There's a lot of dog owners in my area, most of the dogs are fenced in and very friendly and fun to greet and pet when loose in their yards. But as always there are exceptions. Walking around the block we seem to have a couple small ankle biters that come up behind and viciously attack, At first I took along my shillelagh but it seemed too drastic, I didn't want to clobber the dogs but still didn't want them attacking me. So I turned to carrying a cane but that still didn't keep the rascals away. Finally I started toting my trusty long hiking stick with me and I was able to keep the aggressors at bay due to the extended length.
Ever since then they've back off once I turned the stick towards them and of late they don't even come after me when I pass by!
Truth is length matters!


----------



## ndncowboy (Nov 24, 2021)

valky307 said:


> Truth is length matters!


Ut oh. I'm in trouble. I've been shortening my canes as I get older. I guess I could revert to bringing my dog but the new Texas law says no dog outside can be on a chain and my leash is a chain.


----------



## BigJim (Nov 25, 2021)

ndncowboy said:


> Ut oh. I'm in trouble. I've been shortening my canes as I get older. I guess I could revert to bringing my dog but the new Texas law says no dog outside can be on a chain and my leash is a chain.
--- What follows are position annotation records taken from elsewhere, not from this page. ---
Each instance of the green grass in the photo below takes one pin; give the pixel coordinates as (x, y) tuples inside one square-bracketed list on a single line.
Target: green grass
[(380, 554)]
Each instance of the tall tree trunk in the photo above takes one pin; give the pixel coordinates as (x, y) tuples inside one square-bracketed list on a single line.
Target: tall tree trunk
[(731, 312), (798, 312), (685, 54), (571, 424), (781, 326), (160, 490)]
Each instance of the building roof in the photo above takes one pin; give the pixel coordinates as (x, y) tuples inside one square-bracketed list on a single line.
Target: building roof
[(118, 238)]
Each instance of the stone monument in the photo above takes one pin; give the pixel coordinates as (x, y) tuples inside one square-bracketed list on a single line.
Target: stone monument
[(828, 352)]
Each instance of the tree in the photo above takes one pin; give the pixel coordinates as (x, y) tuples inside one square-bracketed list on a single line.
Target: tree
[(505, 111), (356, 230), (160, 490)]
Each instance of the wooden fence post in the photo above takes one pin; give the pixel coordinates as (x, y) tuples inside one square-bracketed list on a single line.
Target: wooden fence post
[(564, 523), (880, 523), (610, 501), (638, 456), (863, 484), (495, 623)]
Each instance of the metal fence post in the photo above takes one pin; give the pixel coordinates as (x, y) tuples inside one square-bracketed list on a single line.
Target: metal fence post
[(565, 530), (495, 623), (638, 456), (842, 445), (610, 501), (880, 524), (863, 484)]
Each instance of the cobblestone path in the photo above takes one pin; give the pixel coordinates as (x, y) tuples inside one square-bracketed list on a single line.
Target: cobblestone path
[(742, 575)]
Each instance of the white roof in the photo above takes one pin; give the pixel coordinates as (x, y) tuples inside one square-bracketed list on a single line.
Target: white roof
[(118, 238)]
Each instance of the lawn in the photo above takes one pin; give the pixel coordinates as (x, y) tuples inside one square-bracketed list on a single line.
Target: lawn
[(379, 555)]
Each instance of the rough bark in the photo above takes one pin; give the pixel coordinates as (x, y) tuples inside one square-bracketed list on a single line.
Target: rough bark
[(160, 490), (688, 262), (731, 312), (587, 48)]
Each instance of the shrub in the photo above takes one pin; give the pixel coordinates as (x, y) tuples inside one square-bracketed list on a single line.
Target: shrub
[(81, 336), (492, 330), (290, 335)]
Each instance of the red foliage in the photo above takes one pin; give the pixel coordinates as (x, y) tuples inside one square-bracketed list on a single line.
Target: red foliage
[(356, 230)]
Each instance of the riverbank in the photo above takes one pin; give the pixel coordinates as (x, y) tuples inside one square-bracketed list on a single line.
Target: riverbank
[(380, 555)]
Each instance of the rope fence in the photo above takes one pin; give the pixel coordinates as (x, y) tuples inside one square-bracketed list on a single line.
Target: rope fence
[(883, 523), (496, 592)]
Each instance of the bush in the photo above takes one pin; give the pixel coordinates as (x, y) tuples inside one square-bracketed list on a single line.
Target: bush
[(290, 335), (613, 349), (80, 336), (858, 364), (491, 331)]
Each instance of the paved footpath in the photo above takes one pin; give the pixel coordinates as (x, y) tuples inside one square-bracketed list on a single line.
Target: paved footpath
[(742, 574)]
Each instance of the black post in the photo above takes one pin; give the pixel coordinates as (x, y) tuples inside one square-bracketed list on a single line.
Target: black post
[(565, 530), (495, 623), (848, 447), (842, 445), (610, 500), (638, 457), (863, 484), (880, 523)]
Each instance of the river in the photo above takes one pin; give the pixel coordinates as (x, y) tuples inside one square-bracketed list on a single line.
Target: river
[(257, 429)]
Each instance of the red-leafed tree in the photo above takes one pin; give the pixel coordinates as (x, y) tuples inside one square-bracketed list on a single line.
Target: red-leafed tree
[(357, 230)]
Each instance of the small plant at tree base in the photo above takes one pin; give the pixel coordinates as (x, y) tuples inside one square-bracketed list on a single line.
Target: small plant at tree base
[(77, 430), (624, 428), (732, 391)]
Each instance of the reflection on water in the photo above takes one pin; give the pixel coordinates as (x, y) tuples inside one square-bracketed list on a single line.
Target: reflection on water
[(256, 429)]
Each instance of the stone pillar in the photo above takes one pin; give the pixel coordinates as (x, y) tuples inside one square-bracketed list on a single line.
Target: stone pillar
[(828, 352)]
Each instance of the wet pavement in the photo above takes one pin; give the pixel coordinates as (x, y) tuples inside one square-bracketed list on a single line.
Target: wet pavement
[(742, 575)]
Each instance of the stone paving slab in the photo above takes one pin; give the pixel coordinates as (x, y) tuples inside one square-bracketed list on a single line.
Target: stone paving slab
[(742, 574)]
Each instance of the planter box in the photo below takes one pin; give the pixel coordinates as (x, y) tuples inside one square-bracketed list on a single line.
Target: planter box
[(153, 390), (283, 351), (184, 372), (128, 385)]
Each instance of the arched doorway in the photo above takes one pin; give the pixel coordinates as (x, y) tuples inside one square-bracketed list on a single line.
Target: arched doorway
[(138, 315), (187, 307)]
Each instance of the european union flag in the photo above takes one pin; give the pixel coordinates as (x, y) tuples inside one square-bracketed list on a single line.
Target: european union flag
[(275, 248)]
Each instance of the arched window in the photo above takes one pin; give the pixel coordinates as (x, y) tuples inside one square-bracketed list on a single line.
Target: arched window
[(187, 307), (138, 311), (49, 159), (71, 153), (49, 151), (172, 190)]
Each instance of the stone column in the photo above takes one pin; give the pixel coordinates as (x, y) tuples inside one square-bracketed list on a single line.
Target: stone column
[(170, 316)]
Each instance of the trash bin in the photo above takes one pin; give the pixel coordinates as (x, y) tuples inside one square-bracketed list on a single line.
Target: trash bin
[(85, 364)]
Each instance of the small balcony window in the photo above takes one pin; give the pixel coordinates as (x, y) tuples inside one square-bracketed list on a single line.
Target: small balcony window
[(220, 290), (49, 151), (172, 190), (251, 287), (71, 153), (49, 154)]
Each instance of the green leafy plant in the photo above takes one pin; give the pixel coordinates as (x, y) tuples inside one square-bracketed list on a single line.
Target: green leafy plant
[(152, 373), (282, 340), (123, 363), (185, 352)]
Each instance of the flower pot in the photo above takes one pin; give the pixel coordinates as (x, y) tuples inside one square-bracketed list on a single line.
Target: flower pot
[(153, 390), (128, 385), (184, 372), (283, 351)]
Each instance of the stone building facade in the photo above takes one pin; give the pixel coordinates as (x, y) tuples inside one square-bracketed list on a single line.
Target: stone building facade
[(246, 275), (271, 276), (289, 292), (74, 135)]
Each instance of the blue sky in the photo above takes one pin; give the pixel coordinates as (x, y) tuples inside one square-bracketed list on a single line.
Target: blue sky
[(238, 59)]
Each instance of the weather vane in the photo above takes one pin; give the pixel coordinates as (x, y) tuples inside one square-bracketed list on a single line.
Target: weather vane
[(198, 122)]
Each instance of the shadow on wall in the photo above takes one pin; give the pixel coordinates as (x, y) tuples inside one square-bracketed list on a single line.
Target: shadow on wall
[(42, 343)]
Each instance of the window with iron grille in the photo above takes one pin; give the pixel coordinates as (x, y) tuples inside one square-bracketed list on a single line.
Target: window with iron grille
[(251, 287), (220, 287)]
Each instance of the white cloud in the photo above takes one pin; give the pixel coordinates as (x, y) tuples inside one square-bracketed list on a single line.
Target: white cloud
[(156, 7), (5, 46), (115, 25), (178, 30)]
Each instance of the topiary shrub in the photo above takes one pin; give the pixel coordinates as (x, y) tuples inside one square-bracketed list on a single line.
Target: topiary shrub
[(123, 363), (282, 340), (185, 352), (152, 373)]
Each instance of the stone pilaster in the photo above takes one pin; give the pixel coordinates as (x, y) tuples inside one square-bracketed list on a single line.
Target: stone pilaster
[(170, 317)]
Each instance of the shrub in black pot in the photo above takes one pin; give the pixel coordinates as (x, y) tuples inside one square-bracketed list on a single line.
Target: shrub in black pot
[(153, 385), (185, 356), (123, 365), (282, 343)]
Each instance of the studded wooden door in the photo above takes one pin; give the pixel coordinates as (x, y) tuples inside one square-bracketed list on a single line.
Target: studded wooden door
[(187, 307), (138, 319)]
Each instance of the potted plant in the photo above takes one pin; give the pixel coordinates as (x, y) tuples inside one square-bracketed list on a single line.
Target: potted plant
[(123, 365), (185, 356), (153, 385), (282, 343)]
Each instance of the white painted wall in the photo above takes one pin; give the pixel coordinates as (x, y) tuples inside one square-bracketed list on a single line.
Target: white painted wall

Carry a cattle prod, that will take care of the problem. Just jokein


----------



## jno (Oct 13, 2018)

I've never really had dog problems. Last spring, though, I had an old tom turkey barreling towards me like a freight train, flapping and rattling away. I was able to fend him off with my favorite 34" cane. It was sort of appropriate, I thought, since he was channeling his ancestral dinosaur, and my crepe myrtle stick was topped with the foot claw of a Velociraptor (or, rather, the resin casting of one). Saw to it that he maintained proper social distancing.


----------



## BigJim (Nov 25, 2021)

jno said:


> I've never really had dog problems. Last spring, though, I had an old tom turkey barreling towards me like a freight train, flapping and rattling away. I was able to fend him off with my favorite 34" cane. It was sort of appropriate, I thought, since he was channeling his ancestral dinosaur, and my crepe myrtle cane was topped with the foot claw of a Velociraptor (or, rather, the resin casting of one). Saw to it that he maintained proper social distancing.
> View attachment 28166


That should have made him believe fat meat was greasy. I like your cane. I have thought of using crepe myrtle for a stick, just haven't gotten around to it yet.


----------



## ndncowboy (Nov 24, 2021)

I've always wondered about using Crepe Myrtle but thought it might be too brittle to be a good fighting stick. Glad it worked for you.


----------